Объясню, чем вызвано было наше ошеломление. Четыре дня назад я послал ему экземпляр романа — да не просто с автографом, а с прочувствованной дарственной надписью. Почему же его снова принесло в книжный магазин, зачем он пристроился в хвост длиннейшей очереди, к тому же привел с собой фоторепортера из своей газеты? Он купил книгу, настоял на том, чтобы заплатить за нее, хотя продавец и пытался дать ему экземпляр бесплатно, а потом занял новую очередь — из тех, кто жаждал получить автограф. Продавец и владелец магазина сочли, что это уж, пожалуй, чересчур: извлекли его из очереди и подвели к столику, за которым сидел я. Он приветствовал меня, протянул мне книгу, я расписался на титуле, мы обнялись, фотограф сделал снимок.
На следующий день «Эстадо» поместила его на всю полосу — не на первую, разумеется, но и далеко не на последнюю, — снабдив пространным репортажем, где встречались такие лестные для меня выражения, как «новый успех», «новая крупная работа маститого романиста», «читательский ажиотаж». Лучшей рекламы для «Лавки Чудес» и представить нельзя. Лучшего доказательства высокого уважения, которое питает ко мне Жулио де Мескита Фильо, — тоже. Жозе Олимпио в Рио, развернув газету, не поверил своим глазам.
И вот почему. Накануне или даже в самый день выхода книги та же самая «Эстадо» напечатала бранную рецензию влиятельного литературного критика Арналдо Педрозо д’Орты, где и «Лавке Чудес», и ее автору досталось по первое число, причем в самых отборных выражениях.
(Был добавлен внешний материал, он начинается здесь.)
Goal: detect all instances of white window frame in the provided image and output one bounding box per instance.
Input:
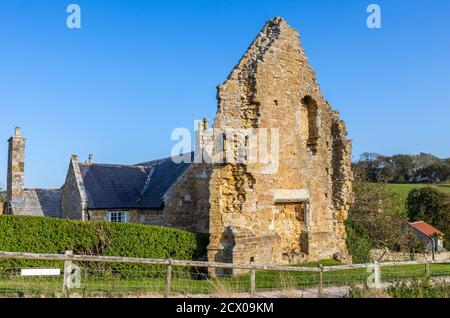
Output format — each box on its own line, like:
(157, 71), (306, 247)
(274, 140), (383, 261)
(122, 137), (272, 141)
(108, 211), (129, 223)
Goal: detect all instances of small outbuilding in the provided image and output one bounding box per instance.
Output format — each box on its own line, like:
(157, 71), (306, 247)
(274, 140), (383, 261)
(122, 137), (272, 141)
(409, 221), (445, 253)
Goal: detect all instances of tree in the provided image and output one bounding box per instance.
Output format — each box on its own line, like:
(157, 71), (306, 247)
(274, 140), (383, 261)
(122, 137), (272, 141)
(349, 173), (417, 251)
(353, 153), (450, 183)
(406, 187), (450, 248)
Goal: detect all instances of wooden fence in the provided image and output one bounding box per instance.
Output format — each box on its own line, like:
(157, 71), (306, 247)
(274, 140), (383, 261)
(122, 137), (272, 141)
(0, 251), (450, 296)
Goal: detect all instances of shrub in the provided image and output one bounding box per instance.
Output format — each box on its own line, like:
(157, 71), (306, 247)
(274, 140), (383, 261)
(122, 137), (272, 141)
(345, 219), (373, 263)
(0, 215), (208, 277)
(387, 278), (450, 298)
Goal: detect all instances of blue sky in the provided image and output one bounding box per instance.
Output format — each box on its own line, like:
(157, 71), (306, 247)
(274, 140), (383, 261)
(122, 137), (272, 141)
(0, 0), (450, 187)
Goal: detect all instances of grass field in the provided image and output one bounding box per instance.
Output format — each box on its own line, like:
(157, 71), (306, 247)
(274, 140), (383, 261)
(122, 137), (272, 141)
(388, 183), (450, 210)
(0, 261), (450, 297)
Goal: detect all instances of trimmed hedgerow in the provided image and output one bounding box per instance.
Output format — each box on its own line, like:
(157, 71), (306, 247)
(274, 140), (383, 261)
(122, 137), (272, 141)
(0, 215), (208, 277)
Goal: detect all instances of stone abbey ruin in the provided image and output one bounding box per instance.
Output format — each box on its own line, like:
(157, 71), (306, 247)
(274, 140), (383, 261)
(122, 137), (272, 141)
(5, 17), (352, 264)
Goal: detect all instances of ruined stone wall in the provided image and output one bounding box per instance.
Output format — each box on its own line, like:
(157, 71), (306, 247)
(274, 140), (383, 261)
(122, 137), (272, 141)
(208, 18), (351, 263)
(6, 128), (26, 214)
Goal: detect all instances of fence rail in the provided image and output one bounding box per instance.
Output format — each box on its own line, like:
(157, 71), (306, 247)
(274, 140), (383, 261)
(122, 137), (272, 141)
(0, 251), (450, 296)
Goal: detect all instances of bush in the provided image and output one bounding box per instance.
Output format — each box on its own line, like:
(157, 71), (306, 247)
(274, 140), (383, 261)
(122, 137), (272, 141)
(387, 278), (450, 298)
(345, 219), (373, 263)
(0, 215), (208, 277)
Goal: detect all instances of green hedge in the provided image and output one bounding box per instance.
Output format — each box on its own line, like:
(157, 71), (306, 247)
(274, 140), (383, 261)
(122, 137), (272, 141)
(0, 215), (208, 277)
(345, 219), (373, 264)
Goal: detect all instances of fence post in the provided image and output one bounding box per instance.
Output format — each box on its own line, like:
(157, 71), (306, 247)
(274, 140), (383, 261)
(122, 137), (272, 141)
(164, 259), (172, 297)
(250, 257), (256, 296)
(318, 264), (323, 297)
(374, 261), (381, 288)
(63, 251), (73, 297)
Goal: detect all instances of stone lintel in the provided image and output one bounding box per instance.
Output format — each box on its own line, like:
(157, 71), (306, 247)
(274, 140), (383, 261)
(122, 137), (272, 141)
(271, 189), (309, 203)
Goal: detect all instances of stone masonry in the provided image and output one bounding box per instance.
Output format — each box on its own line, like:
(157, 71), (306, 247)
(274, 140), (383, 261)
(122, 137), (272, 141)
(208, 17), (352, 270)
(7, 17), (352, 274)
(6, 127), (26, 214)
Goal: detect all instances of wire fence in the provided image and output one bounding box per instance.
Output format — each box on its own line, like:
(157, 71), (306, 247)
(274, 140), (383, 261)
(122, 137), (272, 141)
(0, 252), (450, 298)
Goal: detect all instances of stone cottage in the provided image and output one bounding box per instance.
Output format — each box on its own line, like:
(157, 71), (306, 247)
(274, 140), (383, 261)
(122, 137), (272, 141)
(6, 17), (352, 264)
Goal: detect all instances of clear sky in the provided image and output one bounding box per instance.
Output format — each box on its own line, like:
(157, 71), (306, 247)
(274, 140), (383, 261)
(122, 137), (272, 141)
(0, 0), (450, 187)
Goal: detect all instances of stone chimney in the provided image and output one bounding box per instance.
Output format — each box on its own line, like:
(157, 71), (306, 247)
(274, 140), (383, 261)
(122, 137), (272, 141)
(6, 127), (26, 213)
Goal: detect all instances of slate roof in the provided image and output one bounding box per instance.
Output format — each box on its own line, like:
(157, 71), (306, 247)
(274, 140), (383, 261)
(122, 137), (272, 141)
(139, 154), (193, 208)
(79, 153), (190, 209)
(79, 164), (150, 209)
(10, 189), (62, 218)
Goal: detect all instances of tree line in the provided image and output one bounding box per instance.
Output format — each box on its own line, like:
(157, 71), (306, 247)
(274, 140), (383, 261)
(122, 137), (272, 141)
(353, 153), (450, 183)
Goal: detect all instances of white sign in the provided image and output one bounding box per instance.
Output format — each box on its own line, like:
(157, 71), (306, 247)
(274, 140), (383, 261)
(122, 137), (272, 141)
(20, 268), (61, 276)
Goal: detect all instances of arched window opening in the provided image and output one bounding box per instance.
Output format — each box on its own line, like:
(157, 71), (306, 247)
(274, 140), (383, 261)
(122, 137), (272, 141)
(302, 96), (319, 155)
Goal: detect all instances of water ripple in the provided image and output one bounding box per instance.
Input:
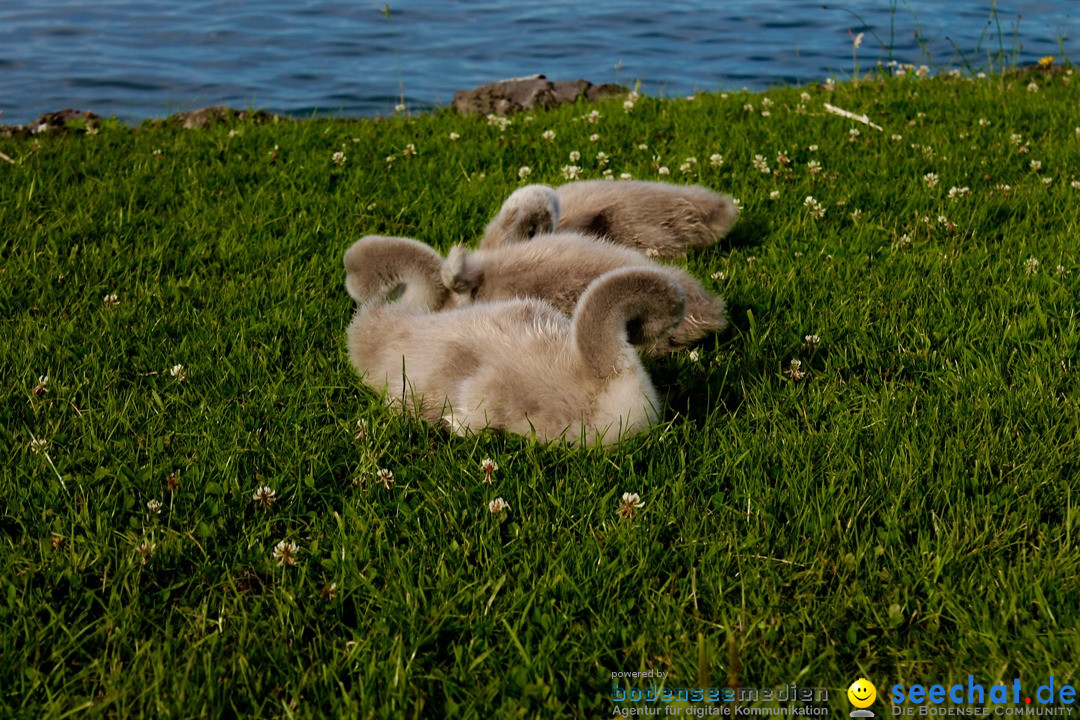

Арналдо я числил среди злейших своих недоброжелателей со времени выхода «Подполья свободы» — по причинам политическим, и он не упустил случай в очередной раз пнуть меня. Газета же, демонстрируя предметно и наглядно завидную беспристрастность и полную «неангажированность», напечатала этот разнос. Жулио, однако, хотел показать читающей публике, что «мнения редакции и авторов могут не совпадать», и в сопровождении фоторепортера явился за автографом. Легко понять изумление моих друзей. Вот потому и восклицал Жозе Олимпио: «Глазам своим не верю!»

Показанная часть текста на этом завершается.